The search for extraterrestrial life has led scientists to some of the most enigmatic places in our solar system: the icy moons of Jupiter and Saturn. Europa and Enceladus, in particular, have captured the imagination of researchers and space agencies alike due to their potential to harbor liquid water oceans beneath their frozen surfaces. However, a recent study has uncovered a peculiar challenge that could impact future missions to these ocean moons: the presence of "fluffy" ice. This phenomenon, as described in the paper published in Earth and Planetary Science Letters, poses a significant risk to the planned landers and rovers that aim to explore these celestial bodies. The research, conducted by geophysicist Vojtěch Patočka and his team, reveals that the low-gravity environments of Europa and Enceladus could result in the formation of highly porous and fragile ice layers, resembling a croissant in texture. These layers, which can grow up to 787 feet (20 meters) thick, could spell disaster for the delicate landing of spacecraft.
The experiment, conducted in a vacuum chamber at the Open University in the U.K., simulated the conditions of Europa and Enceladus. By using 88 pounds (49 kilograms) of low-salinity water, the team observed three distinct stages of freezing. The process began with the water boiling due to the lack of pressure, forming crusty ice layers as escaping vapors pushed them upward. Subsequently, the vapor pockets froze, leading to the formation of a lower layer of more transparent ice with fewer bubbles, resembling the layers of a croissant. This "fluffy ice" phenomenon is a critical finding that highlights the unique challenges of exploring these distant moons.
The implications of this discovery are far-reaching. As Ingrid Daubar, a planetary scientist on NASA's Europa Clipper orbiter mission, noted, the porous and fragile ice would present serious engineering issues. The cryovolcanic features on Europa and similar bodies, with their highly porous phyllo and cellular ice structures, would make it difficult to support safe and stable landings. Engineers will need to reconsider their approaches and take into account the unique terrain of these icy moons.
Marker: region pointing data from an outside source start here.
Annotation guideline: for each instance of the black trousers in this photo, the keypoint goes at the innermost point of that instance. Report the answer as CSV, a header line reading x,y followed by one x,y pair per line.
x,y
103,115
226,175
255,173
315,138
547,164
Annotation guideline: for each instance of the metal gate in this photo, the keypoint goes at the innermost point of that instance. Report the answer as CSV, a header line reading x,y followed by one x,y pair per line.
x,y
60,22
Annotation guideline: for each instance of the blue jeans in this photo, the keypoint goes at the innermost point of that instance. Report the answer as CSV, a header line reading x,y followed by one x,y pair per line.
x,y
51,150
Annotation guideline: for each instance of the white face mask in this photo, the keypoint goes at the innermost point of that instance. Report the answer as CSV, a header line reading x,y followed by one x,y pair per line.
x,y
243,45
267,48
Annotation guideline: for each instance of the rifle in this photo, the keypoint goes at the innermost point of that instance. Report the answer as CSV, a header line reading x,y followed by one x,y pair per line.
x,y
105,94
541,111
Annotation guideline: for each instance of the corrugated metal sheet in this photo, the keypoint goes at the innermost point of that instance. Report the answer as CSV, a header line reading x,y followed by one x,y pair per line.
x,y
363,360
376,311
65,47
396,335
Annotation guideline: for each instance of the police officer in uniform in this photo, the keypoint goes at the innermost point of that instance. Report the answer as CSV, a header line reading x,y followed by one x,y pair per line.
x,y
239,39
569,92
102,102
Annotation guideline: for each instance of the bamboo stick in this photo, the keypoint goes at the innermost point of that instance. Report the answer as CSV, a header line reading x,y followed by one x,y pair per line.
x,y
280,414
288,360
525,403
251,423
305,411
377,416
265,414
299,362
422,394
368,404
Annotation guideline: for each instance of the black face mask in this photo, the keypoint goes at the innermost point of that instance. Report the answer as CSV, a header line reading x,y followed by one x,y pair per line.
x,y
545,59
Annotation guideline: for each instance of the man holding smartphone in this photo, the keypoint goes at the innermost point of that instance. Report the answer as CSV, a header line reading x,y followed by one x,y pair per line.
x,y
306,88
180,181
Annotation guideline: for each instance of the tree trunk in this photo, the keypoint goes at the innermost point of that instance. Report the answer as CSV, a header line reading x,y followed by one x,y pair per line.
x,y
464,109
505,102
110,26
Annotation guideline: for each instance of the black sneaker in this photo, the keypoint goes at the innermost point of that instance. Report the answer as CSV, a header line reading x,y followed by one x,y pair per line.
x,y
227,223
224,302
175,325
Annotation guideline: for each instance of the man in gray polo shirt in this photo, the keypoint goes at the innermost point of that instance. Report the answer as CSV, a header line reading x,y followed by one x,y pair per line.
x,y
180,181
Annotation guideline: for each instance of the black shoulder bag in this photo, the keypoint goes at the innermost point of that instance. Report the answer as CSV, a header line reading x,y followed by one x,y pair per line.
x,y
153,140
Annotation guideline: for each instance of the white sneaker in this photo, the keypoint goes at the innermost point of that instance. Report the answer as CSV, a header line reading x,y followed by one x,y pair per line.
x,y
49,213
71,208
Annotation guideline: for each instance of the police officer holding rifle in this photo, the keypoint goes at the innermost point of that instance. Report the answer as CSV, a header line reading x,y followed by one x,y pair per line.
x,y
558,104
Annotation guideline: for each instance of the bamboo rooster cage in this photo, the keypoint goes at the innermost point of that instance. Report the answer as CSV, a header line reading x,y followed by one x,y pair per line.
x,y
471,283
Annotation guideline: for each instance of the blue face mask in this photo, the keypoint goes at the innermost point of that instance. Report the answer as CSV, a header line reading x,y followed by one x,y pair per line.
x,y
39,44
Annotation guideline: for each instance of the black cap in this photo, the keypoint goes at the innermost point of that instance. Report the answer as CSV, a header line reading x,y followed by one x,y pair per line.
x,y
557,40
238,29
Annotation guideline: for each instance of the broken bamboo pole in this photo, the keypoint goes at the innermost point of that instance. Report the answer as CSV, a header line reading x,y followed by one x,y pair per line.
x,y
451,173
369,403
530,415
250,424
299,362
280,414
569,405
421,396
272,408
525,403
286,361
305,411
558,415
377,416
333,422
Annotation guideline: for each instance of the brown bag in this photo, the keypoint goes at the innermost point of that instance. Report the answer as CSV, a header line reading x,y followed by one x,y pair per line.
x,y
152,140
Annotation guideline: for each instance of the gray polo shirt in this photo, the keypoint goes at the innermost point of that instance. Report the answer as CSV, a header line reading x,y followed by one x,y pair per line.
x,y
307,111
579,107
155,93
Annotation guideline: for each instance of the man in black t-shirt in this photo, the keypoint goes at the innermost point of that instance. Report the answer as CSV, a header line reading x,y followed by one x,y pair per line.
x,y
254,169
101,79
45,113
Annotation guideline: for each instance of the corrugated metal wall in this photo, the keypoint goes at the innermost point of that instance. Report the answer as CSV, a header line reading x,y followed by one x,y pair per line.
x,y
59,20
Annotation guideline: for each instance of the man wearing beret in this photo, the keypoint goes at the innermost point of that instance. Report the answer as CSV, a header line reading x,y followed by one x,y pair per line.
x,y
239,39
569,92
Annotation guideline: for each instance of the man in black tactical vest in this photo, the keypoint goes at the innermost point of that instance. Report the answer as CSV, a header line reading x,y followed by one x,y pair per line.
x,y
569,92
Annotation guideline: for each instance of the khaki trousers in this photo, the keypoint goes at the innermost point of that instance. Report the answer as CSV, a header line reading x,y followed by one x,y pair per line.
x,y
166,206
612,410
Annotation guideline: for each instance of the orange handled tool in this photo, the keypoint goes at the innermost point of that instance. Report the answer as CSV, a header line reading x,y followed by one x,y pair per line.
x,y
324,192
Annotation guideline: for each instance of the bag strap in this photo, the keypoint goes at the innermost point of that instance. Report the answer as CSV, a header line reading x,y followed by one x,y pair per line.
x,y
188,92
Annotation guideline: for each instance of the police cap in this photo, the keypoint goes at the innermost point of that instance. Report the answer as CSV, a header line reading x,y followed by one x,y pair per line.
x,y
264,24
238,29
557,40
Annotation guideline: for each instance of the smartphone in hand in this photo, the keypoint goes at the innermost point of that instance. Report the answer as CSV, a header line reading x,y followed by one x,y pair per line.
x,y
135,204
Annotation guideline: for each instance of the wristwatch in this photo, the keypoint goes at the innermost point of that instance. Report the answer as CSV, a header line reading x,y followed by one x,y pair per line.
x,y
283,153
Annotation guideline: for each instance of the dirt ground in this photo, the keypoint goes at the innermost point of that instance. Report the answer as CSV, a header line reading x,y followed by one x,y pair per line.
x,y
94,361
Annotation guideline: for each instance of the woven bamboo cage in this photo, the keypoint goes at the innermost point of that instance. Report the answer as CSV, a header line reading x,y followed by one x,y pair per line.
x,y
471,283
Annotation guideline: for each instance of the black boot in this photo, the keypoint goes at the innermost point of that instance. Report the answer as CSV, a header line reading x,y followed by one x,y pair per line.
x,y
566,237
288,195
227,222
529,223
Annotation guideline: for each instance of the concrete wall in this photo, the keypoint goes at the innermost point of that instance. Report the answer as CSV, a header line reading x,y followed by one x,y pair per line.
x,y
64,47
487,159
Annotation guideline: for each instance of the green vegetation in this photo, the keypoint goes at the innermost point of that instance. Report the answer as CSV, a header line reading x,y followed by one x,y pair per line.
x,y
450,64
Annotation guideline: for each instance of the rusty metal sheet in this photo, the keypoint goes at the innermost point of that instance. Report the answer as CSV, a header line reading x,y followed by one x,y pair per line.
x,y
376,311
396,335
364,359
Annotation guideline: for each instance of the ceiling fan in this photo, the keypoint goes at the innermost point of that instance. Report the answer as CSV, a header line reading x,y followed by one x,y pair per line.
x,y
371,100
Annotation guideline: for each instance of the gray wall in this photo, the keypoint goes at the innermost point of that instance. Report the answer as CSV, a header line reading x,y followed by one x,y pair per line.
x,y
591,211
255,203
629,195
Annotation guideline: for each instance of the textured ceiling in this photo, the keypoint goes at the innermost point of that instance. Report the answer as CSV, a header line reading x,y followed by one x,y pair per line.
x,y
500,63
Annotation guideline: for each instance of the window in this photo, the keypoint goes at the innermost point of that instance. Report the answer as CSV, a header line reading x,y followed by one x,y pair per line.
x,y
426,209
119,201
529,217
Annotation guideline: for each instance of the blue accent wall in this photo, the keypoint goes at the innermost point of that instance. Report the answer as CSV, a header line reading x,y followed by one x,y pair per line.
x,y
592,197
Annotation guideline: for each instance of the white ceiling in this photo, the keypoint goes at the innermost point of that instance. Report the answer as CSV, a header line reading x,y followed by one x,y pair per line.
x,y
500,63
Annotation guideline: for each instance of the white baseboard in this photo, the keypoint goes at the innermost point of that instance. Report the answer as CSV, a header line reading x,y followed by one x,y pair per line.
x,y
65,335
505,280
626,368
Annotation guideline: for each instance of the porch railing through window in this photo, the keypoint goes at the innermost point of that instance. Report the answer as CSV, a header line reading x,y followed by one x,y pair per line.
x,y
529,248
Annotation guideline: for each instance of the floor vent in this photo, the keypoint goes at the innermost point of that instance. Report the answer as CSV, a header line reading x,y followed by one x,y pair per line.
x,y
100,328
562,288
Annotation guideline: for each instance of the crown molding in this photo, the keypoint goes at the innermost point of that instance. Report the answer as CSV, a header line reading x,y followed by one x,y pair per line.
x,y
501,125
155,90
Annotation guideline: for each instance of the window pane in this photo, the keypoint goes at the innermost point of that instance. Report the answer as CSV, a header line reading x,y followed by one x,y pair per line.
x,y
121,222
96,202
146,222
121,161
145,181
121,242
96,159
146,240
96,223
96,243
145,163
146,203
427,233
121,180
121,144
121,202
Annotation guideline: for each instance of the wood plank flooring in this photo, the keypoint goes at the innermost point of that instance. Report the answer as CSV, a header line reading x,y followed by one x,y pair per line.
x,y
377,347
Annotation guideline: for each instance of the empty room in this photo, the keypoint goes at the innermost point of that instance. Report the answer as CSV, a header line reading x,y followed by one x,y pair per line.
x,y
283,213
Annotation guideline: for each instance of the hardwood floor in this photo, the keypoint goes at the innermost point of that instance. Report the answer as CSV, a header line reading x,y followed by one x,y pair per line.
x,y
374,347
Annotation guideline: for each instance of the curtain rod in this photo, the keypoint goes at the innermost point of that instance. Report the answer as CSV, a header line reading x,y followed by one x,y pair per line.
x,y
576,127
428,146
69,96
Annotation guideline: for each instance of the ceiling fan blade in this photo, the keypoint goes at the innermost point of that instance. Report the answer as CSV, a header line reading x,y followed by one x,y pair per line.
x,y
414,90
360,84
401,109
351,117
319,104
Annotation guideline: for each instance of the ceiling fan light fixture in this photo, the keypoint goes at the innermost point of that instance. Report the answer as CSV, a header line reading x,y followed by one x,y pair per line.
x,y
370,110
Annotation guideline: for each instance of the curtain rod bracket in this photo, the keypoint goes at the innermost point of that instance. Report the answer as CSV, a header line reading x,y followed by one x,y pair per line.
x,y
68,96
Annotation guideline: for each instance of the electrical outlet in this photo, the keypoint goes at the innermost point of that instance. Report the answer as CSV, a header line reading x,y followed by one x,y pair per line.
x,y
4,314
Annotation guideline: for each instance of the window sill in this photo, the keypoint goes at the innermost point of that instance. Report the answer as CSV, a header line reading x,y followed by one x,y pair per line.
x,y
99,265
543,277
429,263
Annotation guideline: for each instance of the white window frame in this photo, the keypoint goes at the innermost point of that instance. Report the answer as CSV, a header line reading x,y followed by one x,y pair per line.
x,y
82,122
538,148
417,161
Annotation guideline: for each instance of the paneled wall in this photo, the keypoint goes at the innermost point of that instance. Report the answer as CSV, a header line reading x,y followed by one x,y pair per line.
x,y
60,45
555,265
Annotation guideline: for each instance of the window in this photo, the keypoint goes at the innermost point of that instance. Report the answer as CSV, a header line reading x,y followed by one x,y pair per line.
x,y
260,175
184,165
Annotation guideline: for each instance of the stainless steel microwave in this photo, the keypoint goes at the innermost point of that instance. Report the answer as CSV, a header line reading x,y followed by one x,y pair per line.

The race to explore these ocean moons is on, with ongoing missions like ESA's JUICE and NASA's Europa Clipper set to reach their destinations in the coming years. However, the findings of this study serve as a reminder of the unexpected challenges that can arise in space exploration. As Patočka's team plans to further investigate the phenomenon, the scientific community eagerly awaits more insights into the behavior of "fluffy ice" and its impact on our understanding of these distant celestial bodies.